Dienstag, 5. August 2014

Torture Porn: Merkmale eines Genres

In »Torture Porn – ein Nachfahre des Splatterfilms?« habe ich versucht, das Torture-Genre vom klassischen Splatterfilm abzugrenzen. In »Torture Porn und Exploitation-Kino« habe ich kritische Einwände gegen die verbreitete These formuliert, das Torture-Genre sei filmhistorisch aus den Exploitation-Genres der 70er Jahre (wie dem Kannibalenfilm und dem Rape-and-Revenge-Film) herzuleiten. In beiden Texten habe ich dafür argumentiert, Torture Porn nicht als eine Fortsetzung älterer Genres, wie Kannibalenfilm und Splatterfilm, anzusehen, sondern als ein neues, eigenständiges Genre.

Nach einem zeitgeschichtlichen Kontext für die Entstehung dieses neuen Genres braucht man nicht lang zu suchen. Meines Wissens wird die Bezeichnung Torture Porn seit den nuller Jahren auf Filme angewendet. Über Folter im Gefangenenlager Guantanamo wird seit 2004 diskutiert. Im selben Jahr kam es zum Skandal von Abu Ghraib, als die dortige Folterpraxis der Öffentlichkeit bekannt wurde. Bereits zuvor, seit dem Jahr 2002, wurde Ähnliches über das US-Militärgefängnis Bagram in Afghanistan berichtet. Ende 2002 wiederum kam es in Deutschland zu einer öffentlichen Debatte, weil der Frankfurter Polizeivizepräsident Wolfgang Daschner den Entführer und Mörder Magnus Gäfgen mit Folter bedrohen ließ. Praxis und Diskussion von Folter ging also Anfang der 2000er von den beiden Bereichen aus, die im bürgerlichen Staatensystem als Orte legaler Gewaltanwendung gelten – zwischenstaatliche, militärische Konflikte und die innerstaatliche Durchsetzung des Rechts durch die Polizei. Es wäre verwunderlich, hätte sich diese Wahrnehmung von Folter (die sich ja keineswegs hinter verschlossenen Türen abspielte, sondern vor den Augen der Weltöffentlichkeit) nicht auch in irgendeiner Weise in der Populärkultur niedergeschlagen. Das Torture-Genre ist nicht mal das einzige Beispiel dafür. Folter war Mitte der nuller Jahre auch in Spionagethrillern wie Syriana ein Thema.

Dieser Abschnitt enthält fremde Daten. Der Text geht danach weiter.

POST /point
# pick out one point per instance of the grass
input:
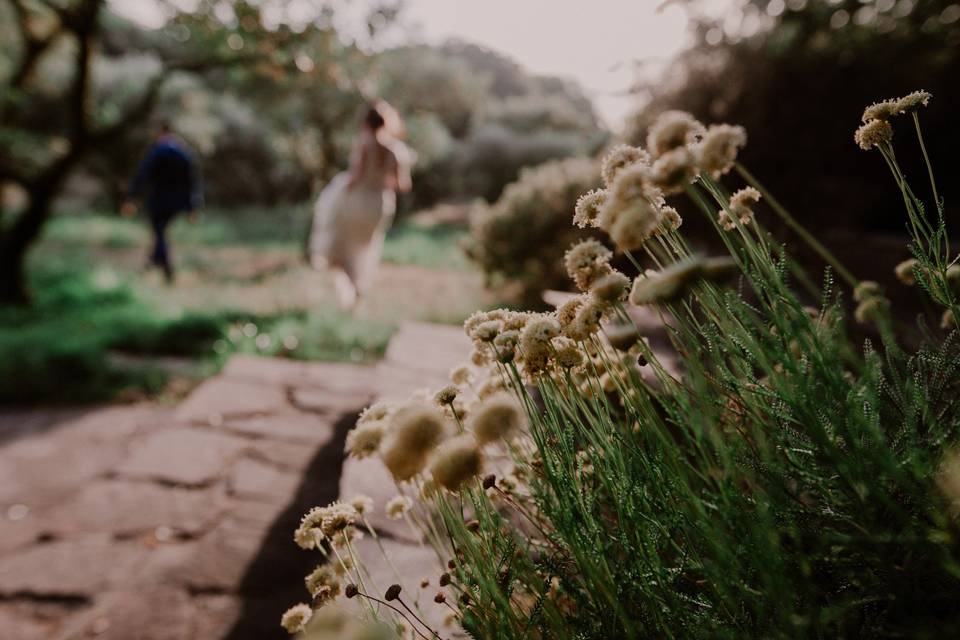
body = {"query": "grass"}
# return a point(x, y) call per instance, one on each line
point(99, 329)
point(770, 470)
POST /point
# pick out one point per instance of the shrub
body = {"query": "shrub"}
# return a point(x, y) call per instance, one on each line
point(520, 240)
point(777, 479)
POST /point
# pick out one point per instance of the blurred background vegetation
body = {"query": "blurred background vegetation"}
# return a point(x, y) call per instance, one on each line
point(270, 106)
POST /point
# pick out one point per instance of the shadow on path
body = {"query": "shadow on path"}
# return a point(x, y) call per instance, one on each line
point(274, 580)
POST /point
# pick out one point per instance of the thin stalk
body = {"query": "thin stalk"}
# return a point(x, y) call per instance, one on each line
point(807, 237)
point(926, 158)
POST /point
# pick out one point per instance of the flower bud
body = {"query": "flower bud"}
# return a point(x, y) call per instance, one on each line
point(393, 592)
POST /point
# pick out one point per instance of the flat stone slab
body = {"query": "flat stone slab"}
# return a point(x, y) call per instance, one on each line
point(330, 376)
point(370, 478)
point(431, 349)
point(253, 480)
point(221, 398)
point(294, 426)
point(290, 456)
point(31, 620)
point(153, 613)
point(183, 456)
point(220, 560)
point(47, 468)
point(330, 403)
point(71, 568)
point(127, 508)
point(414, 563)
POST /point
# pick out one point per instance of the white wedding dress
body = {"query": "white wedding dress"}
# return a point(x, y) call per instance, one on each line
point(349, 223)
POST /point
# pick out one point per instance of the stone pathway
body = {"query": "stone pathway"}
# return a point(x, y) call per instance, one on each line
point(148, 523)
point(145, 523)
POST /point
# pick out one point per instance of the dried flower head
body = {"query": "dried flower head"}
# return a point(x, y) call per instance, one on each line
point(566, 352)
point(506, 345)
point(588, 208)
point(457, 460)
point(480, 357)
point(336, 517)
point(587, 321)
point(873, 133)
point(343, 565)
point(906, 271)
point(498, 417)
point(416, 430)
point(567, 311)
point(670, 220)
point(487, 331)
point(673, 129)
point(867, 310)
point(865, 290)
point(913, 101)
point(619, 157)
point(586, 262)
point(634, 225)
point(393, 592)
point(611, 288)
point(322, 584)
point(461, 374)
point(718, 150)
point(740, 208)
point(537, 334)
point(296, 618)
point(883, 110)
point(364, 439)
point(673, 170)
point(362, 504)
point(447, 395)
point(490, 386)
point(397, 506)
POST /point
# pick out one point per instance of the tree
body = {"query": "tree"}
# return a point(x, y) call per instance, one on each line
point(45, 133)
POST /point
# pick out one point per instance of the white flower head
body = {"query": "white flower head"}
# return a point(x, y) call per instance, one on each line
point(673, 129)
point(296, 618)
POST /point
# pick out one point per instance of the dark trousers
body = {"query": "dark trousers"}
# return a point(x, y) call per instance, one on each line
point(159, 221)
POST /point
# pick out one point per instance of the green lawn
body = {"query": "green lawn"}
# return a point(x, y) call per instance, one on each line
point(100, 328)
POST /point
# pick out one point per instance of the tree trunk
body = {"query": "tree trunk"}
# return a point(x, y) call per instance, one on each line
point(17, 239)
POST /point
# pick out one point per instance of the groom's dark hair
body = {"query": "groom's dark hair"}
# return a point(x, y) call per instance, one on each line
point(374, 118)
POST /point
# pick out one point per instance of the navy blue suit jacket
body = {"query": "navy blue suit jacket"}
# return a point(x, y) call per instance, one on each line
point(170, 178)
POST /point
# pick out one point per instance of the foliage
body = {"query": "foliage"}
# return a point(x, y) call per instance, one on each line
point(762, 472)
point(752, 57)
point(519, 241)
point(101, 333)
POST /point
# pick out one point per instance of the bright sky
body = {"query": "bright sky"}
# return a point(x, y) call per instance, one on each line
point(592, 41)
point(589, 40)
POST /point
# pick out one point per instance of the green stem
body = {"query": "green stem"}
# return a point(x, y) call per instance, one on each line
point(807, 237)
point(926, 158)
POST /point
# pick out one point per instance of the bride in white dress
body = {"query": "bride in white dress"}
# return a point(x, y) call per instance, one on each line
point(355, 209)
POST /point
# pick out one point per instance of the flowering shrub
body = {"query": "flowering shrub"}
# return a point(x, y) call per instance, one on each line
point(519, 241)
point(783, 481)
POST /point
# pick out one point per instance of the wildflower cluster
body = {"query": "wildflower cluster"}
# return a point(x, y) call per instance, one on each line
point(745, 469)
point(631, 206)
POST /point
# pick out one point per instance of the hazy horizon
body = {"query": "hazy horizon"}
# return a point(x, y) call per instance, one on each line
point(593, 45)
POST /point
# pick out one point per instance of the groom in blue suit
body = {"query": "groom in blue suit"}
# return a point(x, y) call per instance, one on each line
point(169, 177)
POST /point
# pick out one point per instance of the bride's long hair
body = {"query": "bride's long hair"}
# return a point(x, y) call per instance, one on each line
point(380, 114)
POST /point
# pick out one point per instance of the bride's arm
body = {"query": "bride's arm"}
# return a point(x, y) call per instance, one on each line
point(402, 181)
point(358, 161)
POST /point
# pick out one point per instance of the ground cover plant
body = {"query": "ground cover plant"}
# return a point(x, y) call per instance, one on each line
point(781, 470)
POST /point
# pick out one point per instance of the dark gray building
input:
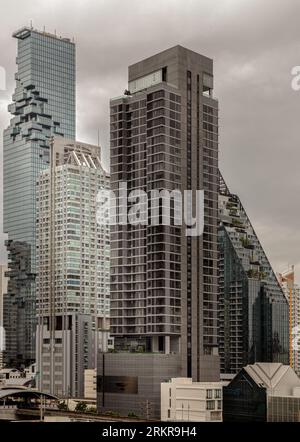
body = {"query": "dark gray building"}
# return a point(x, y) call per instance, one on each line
point(164, 284)
point(253, 310)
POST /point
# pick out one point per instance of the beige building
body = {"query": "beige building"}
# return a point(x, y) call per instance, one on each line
point(292, 293)
point(185, 400)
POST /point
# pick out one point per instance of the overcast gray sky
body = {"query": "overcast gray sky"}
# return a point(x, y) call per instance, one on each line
point(254, 44)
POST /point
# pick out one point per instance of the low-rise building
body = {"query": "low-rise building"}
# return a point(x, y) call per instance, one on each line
point(185, 400)
point(263, 392)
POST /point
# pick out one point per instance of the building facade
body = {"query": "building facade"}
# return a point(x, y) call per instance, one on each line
point(73, 267)
point(185, 400)
point(3, 290)
point(18, 307)
point(263, 392)
point(292, 293)
point(253, 311)
point(129, 383)
point(43, 104)
point(164, 283)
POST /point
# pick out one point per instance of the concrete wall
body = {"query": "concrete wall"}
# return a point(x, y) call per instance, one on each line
point(132, 381)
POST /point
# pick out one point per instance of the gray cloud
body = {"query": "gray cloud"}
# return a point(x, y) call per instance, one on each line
point(254, 45)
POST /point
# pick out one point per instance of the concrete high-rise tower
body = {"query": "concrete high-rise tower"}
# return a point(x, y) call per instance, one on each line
point(164, 284)
point(43, 105)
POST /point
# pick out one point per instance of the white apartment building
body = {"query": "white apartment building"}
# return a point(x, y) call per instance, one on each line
point(292, 293)
point(185, 400)
point(73, 267)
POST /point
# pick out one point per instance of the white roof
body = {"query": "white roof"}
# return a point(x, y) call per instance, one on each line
point(273, 376)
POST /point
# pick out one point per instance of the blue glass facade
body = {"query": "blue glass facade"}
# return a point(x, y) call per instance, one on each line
point(43, 105)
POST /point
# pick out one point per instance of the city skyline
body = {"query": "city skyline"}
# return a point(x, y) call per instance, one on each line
point(149, 258)
point(259, 77)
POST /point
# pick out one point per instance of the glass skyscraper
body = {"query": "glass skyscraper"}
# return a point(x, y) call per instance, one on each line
point(43, 104)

Was sind nun die Merkmale des Genres Torture Porn? Verbreitet ist die Behauptung, in Torture-Filmen sei Gewalt reiner Selbstzweck, die Darstellung von Schmerz und Leid für ein voyeuristisches Publikum. Diese Position wird z.B. von Stefan Geil vertreten, dessen ziemlich unsinnige Ausführungen die Grundlage des deutschsprachigen Wikipedia-Artikels zum Thema bilden. Der Ansicht von Geil und anderen wird von Praktiker_innen des Genres heftig widersprochen. So meint Darren Lynn Bousman, der bei mehreren Saw-Filmen Regie führte, dass Torture-Filme sich durch eine moralische Botschaft auszeichneten, die durch die Gewaltszenen lediglich illustriert werde. Ich bin geneigt, Bousman zuzustimmen. Die Killer der Torture-Filme sind ausgesprochen mitteilungsbedürftig. Es geht ihnen darum, ihren Opfern eine moralische Lektion zu erteilen und sie darüber aufzuklären, warum sie leiden müssen. Das unterscheidet sie fundamental von den Killern der klassischen Slasherfilme, die entweder schweigend (Michael Myers) oder Witze reißend (Freddy Krueger) zu Werke gingen. Die Killer des Torture-Genres haben dagegen ein Evangelium zu verkünden.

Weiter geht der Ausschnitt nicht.